Everyone could and likely would enter into the agreement with the best intentions. There are a multitude of potential landmines, even in addition to the ones I talked about above. Those were just "for instances" and not really based on your particular, specific idea.
What if one couple makes enough to cover there share of the rent/bills, but one doesn't? Who pays for that? Do both restaurants go under then?
But numbers will tell the tale. These are going to be imaginary numbers, so keep that in mind, but lets just do some basic math. Lets say that, minimum, you want to pay each person $50k a year. So that is 200k in profit and/or labor savings in order to pay your owners that wage. So if we assume a 30/30/30/10 scenario (not at all realistic, but lets just pretend) where it is 30% food, 30% labor, and 30% bills/overhead, and 10% profit. You would need to make $500k a year in revenue to cover that. The 30% labor is waived, and the 10% profit goes right into the pocket, so we are at 40% of revenue kept by the 4 owners ($200k, or $50k each).
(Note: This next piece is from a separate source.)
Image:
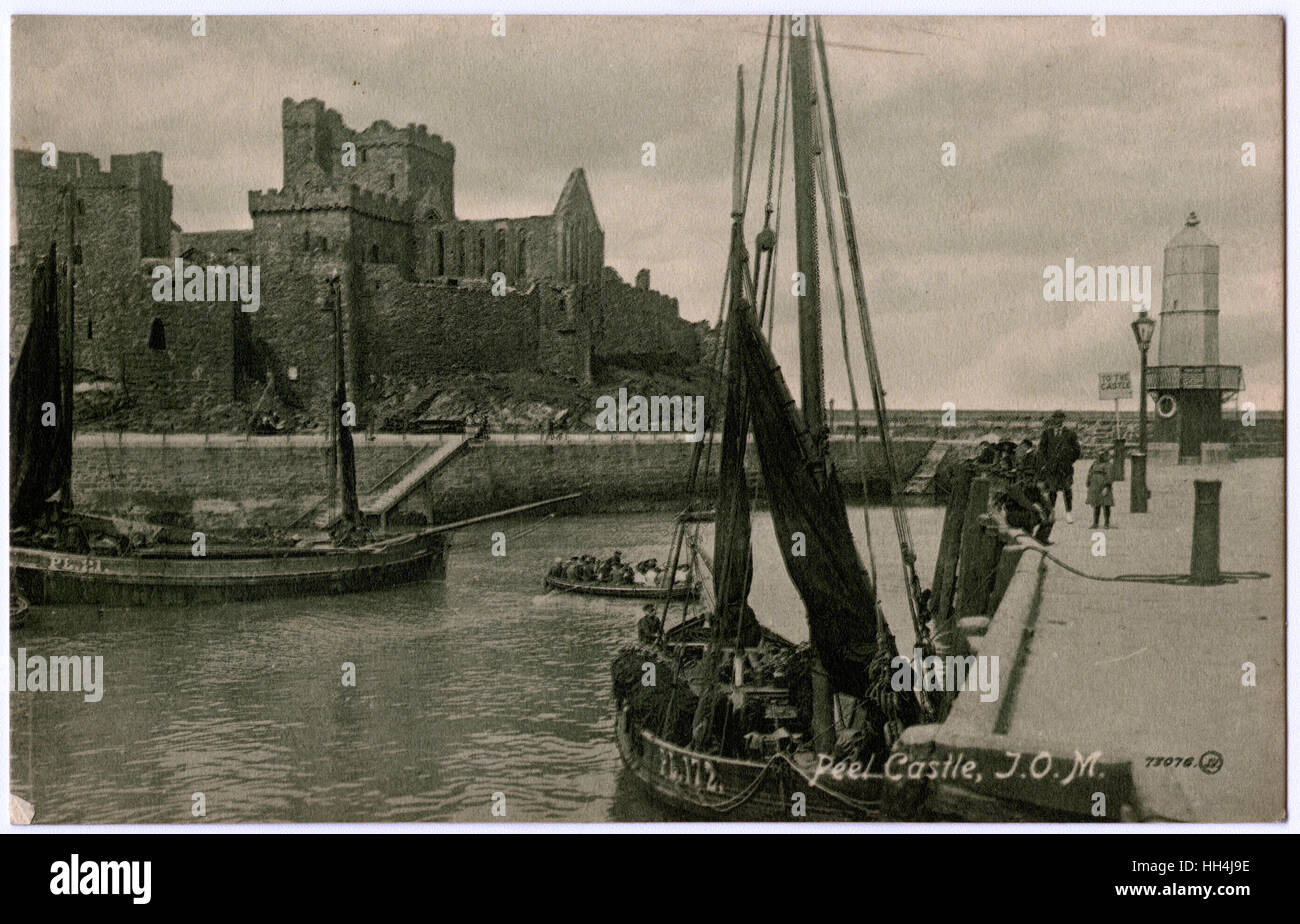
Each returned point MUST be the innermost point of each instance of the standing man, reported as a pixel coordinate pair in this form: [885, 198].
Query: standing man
[1058, 451]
So, for $500k in revenue, lets just assume we are open 365 days a year. That means we need to make $1,370 a day in order to hit our target. If we assume that we average $15 a person for them to eat (I'm guessing based on small town demographics, your descriptions of successful restaurants, etc for what people will expect to pay per meal) that means we'd need to serve 90 people a day to hit that number. That means that about 13% of the local population have to eat there every day.
Does that seem do-able to you? Are you in an area where people come to visit (tourist, etc?)
You might have some luck if you research some community based restaurants? I dunno if anyone has done what you are proposing before. If you can't find examples of your idea, there is probably a good reason why. You can't be the first to think of a multi-owner profit share restaurant as you describe it.
I appreciate your outside the box thinking, but the realities are a lot different then pie in the sky dreaming.